I think because she works in the area is why people are like ???????

Reply

veritas_44 February 16 2024, 02:03:34 UTC
People do need to talk about it but some of these people do not deserve sympathy. An 80 year old who has barely used the internet in their life and who has never really had a job? Nope, not clowning them. But a 50 year old financial reporter who believed that someone reading her SSN to her was legit? Come on.

I do believe that everyone is capable of falling for a scam but we have got to stop telling grown adults that it's ok to be willfully ignorant.

Reply

ohokaysure February 16 2024, 03:27:49 UTC
veritas_44 February 16 2024, 03:55:16 UTC
Oh that definitely makes it worse lol

Generally speaking, I'm so damn tired of 45+ year olds acting like computers were never a part of daily life until like 10 years ago. Even from a personal perspective, that was never true. From a 2001 NYT article- Census figures showed that 54 million households, or 51 percent, had one or more computers in 2000, up from 42 percent in 1998. It was the first time computer ownership surpassed 50 percent, the report said.

Reply

ohokaysure February 16 2024, 04:12:03 UTC
veritas_44 February 16 2024, 04:36:07 UTC
It does highlight the embarrassingly gross trend we've seen get progressively worse since Reagan where people are proud of their ignorance. Basic ass reading is now seen as "liberalism/socialism" by damn near half the population because we tell people that everyone is entitled to their opinion when the opinion entitlement concept is actually a logical fallacy.

Reply

ohokaysure February 16 2024, 04:40:48 UTC
veritas_44 February 16 2024, 04:48:01 UTC
The like, sad, and angry emojis are all fitting to that sentence

Reply

hellojeds February 16 2024, 08:02:02 UTC
I'm that age and there's no way most people didn't use computers in the late 90s or early 2000s, especially if they worked in an office or had a business.

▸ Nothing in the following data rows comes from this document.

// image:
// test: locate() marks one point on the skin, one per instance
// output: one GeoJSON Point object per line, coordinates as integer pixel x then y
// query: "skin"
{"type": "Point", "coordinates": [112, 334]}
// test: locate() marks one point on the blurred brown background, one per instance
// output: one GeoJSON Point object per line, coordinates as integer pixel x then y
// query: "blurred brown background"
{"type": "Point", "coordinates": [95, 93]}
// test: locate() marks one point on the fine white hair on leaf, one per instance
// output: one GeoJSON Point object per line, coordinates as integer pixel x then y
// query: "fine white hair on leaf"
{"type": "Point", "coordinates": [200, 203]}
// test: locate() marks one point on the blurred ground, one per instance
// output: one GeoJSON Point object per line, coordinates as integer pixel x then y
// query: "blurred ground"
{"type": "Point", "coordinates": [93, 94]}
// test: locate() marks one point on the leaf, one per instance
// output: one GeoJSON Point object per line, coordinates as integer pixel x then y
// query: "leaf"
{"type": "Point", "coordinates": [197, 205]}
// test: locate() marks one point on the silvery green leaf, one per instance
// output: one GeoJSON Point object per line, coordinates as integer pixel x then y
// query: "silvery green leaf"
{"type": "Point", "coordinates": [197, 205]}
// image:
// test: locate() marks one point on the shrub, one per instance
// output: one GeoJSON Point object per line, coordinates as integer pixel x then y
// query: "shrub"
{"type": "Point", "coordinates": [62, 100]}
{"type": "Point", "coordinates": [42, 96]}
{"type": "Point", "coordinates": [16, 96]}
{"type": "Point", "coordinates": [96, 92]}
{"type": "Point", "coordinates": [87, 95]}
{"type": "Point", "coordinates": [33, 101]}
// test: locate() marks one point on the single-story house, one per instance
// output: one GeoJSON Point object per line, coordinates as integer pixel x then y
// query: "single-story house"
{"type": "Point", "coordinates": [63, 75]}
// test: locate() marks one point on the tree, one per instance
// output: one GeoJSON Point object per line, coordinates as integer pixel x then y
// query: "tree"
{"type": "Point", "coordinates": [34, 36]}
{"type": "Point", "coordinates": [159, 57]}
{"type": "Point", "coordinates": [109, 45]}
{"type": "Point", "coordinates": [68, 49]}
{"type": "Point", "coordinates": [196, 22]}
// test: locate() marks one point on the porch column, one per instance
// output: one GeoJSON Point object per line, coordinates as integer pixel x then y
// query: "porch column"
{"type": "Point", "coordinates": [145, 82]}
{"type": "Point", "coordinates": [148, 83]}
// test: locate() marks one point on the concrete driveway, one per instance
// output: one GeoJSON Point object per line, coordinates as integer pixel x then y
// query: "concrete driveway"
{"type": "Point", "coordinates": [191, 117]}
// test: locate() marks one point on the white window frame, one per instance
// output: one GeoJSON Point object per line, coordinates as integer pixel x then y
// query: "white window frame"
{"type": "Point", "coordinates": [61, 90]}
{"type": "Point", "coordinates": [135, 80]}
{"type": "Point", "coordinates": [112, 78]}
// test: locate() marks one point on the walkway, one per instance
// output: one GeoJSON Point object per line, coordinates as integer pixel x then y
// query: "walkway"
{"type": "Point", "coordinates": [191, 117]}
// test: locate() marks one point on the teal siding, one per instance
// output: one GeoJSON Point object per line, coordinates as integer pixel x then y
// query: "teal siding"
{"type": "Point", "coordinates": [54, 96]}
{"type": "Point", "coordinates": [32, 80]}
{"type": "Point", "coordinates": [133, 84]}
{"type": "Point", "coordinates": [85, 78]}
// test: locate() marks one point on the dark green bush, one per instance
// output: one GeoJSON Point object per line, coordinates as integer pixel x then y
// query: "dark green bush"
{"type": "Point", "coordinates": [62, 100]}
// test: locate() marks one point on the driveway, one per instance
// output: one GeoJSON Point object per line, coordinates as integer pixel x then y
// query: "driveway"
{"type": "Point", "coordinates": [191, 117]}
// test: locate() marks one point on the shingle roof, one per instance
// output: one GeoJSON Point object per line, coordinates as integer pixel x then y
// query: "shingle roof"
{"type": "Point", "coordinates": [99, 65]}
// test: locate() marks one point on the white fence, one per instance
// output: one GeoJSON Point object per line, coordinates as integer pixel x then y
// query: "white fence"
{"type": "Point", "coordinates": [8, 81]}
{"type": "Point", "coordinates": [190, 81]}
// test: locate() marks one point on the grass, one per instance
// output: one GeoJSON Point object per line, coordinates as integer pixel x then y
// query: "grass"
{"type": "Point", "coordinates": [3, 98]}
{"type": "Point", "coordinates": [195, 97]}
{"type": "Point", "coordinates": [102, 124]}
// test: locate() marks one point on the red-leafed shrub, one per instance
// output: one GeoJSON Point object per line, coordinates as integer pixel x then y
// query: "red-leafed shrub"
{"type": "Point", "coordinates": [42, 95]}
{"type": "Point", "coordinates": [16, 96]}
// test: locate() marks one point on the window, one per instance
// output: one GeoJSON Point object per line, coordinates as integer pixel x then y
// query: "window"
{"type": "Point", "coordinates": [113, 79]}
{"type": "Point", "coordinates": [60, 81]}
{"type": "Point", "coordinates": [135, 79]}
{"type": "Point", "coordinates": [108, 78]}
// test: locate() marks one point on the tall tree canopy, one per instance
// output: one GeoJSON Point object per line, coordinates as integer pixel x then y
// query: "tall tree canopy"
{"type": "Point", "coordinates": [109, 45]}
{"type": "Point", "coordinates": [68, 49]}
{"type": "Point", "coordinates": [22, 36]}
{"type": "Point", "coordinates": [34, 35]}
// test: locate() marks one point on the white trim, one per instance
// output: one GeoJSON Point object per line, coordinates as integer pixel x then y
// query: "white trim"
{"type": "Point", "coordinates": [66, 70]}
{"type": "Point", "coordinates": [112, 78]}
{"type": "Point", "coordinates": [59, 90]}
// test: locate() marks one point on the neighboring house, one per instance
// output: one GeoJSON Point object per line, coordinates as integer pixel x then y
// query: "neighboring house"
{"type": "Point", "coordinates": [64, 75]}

Plus if you were a school kid or uni student at that time you would have very, very likely used one. Even if you didn't have your own computer, libraries, schools and universities had computer rooms at that time, and many if not all of my professors wanted typed essays.

Reply

hannahstarr February 16 2024, 16:02:49 UTC
also i would never admit this if it happened to me.

I read the article and at the end she mentions that after telling her story to various people she found out that nearly all of them have a scam story (not quite on this level though). And everyone is deeply ashamed at how they were scammed. So I think she wrote this article to point out that this is happening more often than anyone wants to admit.